Image Segmentation via Transformers

Type: MA thesis

Status: finished

Date: May 1, 2021 - November 1, 2021

Supervisors: Nora Gourmelon, Martin Mayr, Vincent Christlein, Andreas Maier

The recent outburst of Transformers has started after having outperformed previously known stateof-
the-art approaches like long short-term memory and gated recurrent neural networks in sequence
modelling and transduction problems such as language modelling and machine translation. Transformers
avoid recurrence and instead rely entirely on an attention mechanism to draw global dependencies
between input and output [1]. Furthermore, Transformers are now being incorporated and tested out
in domains of computer vision tasks like classification [2], detection [3], segmentation [4] and as
generative adversarial networks (GANs) [5] by considering image-patches to have a sequence-potential.
Transformer Architecture was successfully used to perform object detection which helped drop away
many hand-designed components like a non-maximum suppression procedure or anchor generation
that explicitly encodes our prior knowledge about the task. Subsequently, it was extended for panoptic
segmentation. Although, Transformers used for segmentation did not only exploit the sequencepotential
but typically still used some form of Convolutional Neural Networks (CNNs) along with it.
However, Jiang et al. has proposed a pure Transformer based model in GAN environment (TransGAN)
for image generation ensuring the possibility of dropping CNNs in GANs [5].
In this work, the idea of using image patches as a sequence input into a Transformer model without
CNNs is carried out for segmentation tasks.
The thesis consists of the following milestones:

  • Modifying TransGAN discriminator and generator as encoder and decoder respectively for
  • Evaluating performance on the Cityscapes dataset [6].
  • Further experiments and improvements regarding learning and network architecture.
    The implementation should be done in PyTorch Lightning.

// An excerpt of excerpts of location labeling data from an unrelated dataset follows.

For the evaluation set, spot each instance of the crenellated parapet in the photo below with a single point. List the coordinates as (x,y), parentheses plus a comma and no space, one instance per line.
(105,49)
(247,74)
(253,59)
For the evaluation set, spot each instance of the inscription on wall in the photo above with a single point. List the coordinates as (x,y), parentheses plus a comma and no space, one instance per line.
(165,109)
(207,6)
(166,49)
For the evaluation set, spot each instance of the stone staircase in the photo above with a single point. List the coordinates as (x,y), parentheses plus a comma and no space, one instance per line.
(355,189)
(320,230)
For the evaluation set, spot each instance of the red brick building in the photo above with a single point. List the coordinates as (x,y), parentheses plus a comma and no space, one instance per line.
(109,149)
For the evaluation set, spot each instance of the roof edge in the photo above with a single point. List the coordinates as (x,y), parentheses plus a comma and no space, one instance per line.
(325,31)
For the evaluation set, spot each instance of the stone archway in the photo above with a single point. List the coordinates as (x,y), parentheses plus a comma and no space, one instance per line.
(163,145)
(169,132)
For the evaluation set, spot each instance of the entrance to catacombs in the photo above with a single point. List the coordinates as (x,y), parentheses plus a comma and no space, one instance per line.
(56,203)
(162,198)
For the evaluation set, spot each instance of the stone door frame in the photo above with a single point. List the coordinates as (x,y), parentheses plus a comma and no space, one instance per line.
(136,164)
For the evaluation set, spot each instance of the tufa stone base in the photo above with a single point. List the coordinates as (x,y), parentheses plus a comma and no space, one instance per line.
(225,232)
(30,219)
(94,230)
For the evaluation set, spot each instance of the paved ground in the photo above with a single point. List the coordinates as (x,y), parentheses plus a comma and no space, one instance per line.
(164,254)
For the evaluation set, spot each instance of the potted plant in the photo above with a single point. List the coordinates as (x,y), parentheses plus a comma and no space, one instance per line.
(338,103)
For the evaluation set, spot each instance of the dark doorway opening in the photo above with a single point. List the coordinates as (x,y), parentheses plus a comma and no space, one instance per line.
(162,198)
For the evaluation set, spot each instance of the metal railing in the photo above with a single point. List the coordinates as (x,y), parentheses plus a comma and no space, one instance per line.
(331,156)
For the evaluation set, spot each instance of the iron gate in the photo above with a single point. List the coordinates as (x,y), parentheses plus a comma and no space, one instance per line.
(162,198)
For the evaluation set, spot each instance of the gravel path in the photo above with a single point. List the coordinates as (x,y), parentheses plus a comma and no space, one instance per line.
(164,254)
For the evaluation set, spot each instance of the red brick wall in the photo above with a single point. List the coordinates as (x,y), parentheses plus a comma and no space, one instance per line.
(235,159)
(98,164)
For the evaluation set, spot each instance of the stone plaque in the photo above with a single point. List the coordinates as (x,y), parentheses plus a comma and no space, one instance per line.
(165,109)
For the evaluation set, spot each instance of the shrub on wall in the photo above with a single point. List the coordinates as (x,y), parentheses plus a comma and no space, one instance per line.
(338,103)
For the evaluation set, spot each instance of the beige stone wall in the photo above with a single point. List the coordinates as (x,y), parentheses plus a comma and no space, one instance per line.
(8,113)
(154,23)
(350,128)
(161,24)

[1] Ashish Vaswani, Noam Shazeer, Niki Parmar, Jakob Uszkoreit, Llion Jones, Aidan N Gomez, Łukasz Kaiser,
and Illia Polosukhin. Attention is all you need. In Proceedings of the 31st International Conference on
Neural Information Processing Systems, pages 6000–6010, 2017.

[2] Alexey Dosovitskiy, Lucas Beyer, Alexander Kolesnikov, Dirk Weissenborn, Xiaohua Zhai, Thomas Unterthiner,
Mostafa Dehghani, Matthias Minderer, Georg Heigold, Sylvain Gelly, et al. An image is worth 16×16
words: Transformers for image recognition at scale. arXiv preprint arXiv:2010.11929, 2020.

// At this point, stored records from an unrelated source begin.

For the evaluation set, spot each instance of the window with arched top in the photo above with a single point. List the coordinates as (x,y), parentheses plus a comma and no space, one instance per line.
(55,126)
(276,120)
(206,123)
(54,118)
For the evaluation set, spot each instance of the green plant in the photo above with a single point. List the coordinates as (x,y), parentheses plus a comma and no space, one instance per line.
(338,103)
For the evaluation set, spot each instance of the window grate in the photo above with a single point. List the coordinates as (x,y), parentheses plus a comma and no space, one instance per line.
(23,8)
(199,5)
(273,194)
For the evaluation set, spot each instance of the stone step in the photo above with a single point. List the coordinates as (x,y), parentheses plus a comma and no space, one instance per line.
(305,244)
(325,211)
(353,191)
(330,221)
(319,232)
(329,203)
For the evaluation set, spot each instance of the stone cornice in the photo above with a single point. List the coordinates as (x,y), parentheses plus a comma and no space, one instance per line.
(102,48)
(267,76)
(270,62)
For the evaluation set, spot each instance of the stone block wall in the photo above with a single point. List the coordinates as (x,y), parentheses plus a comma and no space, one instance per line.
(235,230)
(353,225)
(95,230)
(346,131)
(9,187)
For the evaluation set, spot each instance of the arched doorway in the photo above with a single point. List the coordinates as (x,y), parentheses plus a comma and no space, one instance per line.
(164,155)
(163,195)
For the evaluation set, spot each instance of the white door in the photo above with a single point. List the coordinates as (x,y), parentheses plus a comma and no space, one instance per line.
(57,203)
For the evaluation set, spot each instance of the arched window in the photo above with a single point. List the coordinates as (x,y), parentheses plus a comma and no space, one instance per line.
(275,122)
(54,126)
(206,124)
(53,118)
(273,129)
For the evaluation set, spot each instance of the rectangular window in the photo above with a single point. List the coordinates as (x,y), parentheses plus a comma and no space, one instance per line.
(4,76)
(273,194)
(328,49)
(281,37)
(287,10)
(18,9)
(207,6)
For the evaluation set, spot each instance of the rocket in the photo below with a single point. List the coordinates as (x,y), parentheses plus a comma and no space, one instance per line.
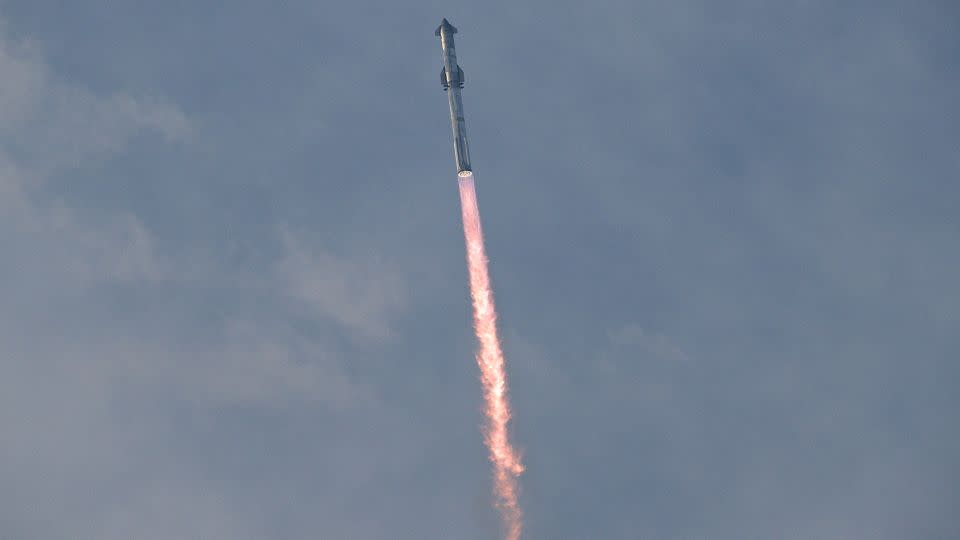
(451,76)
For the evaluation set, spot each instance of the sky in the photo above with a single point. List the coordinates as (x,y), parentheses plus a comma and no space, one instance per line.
(723,240)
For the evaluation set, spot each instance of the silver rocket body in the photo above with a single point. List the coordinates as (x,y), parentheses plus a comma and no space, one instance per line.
(451,76)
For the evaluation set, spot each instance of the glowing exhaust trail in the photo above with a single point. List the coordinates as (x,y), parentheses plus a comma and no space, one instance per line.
(506,461)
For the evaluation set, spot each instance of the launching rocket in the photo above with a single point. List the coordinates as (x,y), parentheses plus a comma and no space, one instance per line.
(451,76)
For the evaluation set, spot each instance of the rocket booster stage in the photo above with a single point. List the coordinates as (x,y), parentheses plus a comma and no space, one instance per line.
(451,76)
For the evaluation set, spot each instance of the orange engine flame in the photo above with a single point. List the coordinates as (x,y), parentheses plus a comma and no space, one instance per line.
(507,466)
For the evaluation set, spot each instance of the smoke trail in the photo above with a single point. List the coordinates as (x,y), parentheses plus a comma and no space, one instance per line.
(506,461)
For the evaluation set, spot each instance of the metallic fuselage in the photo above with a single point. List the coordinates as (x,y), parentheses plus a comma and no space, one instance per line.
(452,79)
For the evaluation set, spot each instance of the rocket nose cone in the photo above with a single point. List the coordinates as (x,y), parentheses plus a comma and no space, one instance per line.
(445,24)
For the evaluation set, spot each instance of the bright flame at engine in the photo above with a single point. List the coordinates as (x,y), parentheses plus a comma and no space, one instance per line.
(507,466)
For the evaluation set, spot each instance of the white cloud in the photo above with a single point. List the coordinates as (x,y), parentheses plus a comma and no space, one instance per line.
(361,295)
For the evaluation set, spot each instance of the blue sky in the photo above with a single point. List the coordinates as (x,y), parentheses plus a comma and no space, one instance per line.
(722,238)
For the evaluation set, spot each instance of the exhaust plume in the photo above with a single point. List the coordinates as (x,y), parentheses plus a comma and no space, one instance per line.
(507,466)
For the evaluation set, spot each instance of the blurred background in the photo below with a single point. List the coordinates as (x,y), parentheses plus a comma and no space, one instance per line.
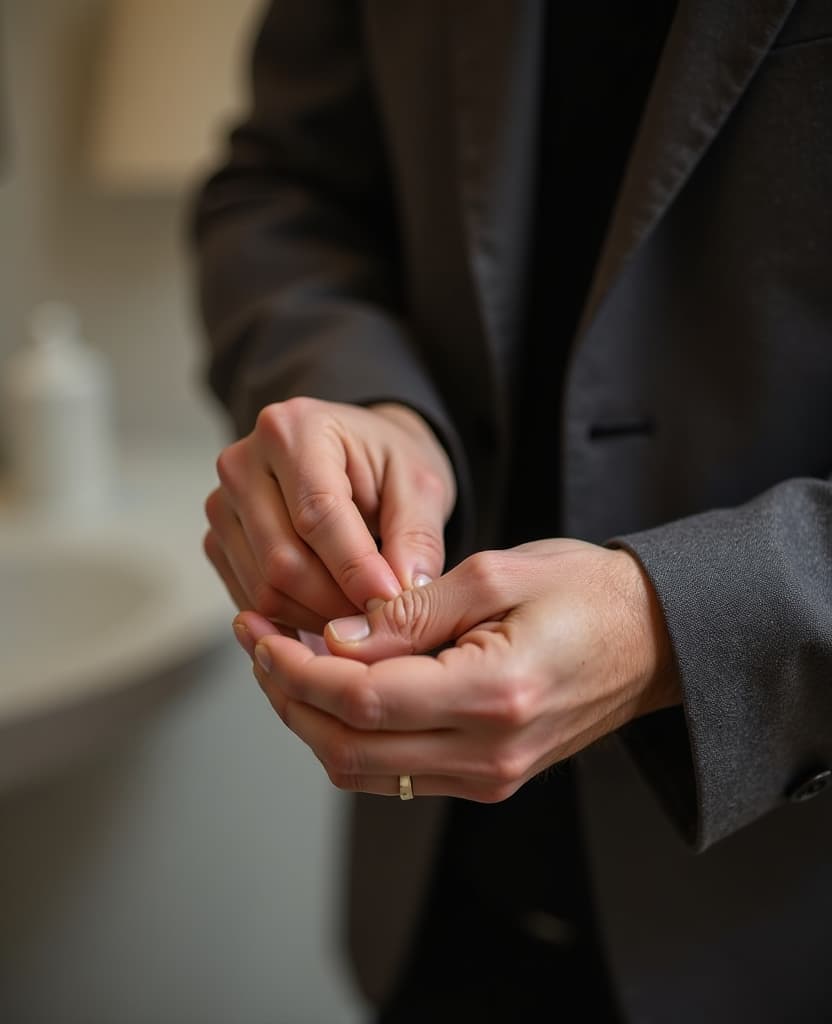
(167,852)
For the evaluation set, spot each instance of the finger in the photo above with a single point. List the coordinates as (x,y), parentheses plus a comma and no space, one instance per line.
(412,526)
(313,475)
(404,694)
(239,560)
(446,762)
(250,628)
(425,785)
(213,550)
(482,589)
(285,561)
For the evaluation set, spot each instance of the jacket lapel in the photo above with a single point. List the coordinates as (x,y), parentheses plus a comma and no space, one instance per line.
(712,51)
(495,65)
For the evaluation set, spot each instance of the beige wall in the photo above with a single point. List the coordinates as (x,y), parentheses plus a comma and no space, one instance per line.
(178,877)
(119,259)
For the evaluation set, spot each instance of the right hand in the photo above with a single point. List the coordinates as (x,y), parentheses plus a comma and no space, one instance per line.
(302,497)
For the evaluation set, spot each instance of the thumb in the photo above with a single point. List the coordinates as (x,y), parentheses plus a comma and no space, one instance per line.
(421,619)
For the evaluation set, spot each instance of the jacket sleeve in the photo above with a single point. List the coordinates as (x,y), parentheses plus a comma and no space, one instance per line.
(297,256)
(747,598)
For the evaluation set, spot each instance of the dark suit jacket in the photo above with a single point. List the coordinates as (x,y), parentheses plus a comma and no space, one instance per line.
(367,240)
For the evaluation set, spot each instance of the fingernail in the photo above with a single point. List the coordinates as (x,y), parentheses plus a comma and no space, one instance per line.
(263,657)
(244,638)
(350,630)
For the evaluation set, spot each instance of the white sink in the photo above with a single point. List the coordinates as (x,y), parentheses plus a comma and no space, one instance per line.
(89,615)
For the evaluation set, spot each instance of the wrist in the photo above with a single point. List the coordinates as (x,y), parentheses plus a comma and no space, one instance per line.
(648,651)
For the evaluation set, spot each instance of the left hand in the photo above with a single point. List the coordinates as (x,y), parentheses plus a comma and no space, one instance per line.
(556,643)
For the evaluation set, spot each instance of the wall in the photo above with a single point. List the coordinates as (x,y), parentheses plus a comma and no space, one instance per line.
(190,872)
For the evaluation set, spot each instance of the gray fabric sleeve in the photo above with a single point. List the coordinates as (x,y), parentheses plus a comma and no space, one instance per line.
(298,273)
(747,598)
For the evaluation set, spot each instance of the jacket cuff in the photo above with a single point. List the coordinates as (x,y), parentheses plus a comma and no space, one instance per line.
(747,597)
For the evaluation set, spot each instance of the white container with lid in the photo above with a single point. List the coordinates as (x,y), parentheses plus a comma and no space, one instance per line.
(56,407)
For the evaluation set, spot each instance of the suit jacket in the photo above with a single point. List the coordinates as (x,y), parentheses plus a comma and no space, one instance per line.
(368,239)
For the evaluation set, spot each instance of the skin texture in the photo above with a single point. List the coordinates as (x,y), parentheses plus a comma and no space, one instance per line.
(546,647)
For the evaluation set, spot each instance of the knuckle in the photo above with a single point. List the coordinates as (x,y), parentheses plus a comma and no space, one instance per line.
(265,600)
(214,504)
(499,792)
(339,756)
(279,421)
(210,545)
(507,767)
(513,702)
(485,570)
(227,464)
(430,483)
(313,511)
(282,565)
(362,708)
(342,780)
(426,541)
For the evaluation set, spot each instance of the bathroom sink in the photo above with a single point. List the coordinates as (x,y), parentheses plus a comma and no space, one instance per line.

[3] Nicolas Carion, Francisco Massa, Gabriel Synnaeve, Nicolas Usunier, Alexander Kirillov, and Sergey
Zagoruyko. End-to-end object detection with transformers. In European Conference on Computer Vision,
pages 213–229. Springer, 2020.

[4] Sixiao Zheng, Jiachen Lu, Hengshuang Zhao, Xiatian Zhu, Zekun Luo, Yabiao Wang, Yanwei Fu, Jianfeng
Feng, Tao Xiang, Philip HS Torr, et al. Rethinking semantic segmentation from a sequence-to-sequence
perspective with transformers. arXiv preprint arXiv:2012.15840, 2020.

[5] Yifan Jiang, Shiyu Chang, and Zhangyang Wang. Transgan: Two transformers can make one strong gan.
arXiv preprint arXiv:2102.07074, 2021.

[6] Marius Cordts, Mohamed Omran, Sebastian Ramos, Timo Rehfeld, Markus Enzweiler, Rodrigo Benenson,
Uwe Franke, Stefan Roth, and Bernt Schiele. The cityscapes dataset for semantic urban scene understanding.
In Proc. of the IEEE Conference on Computer Vision and Pattern Recognition (CVPR), 2016.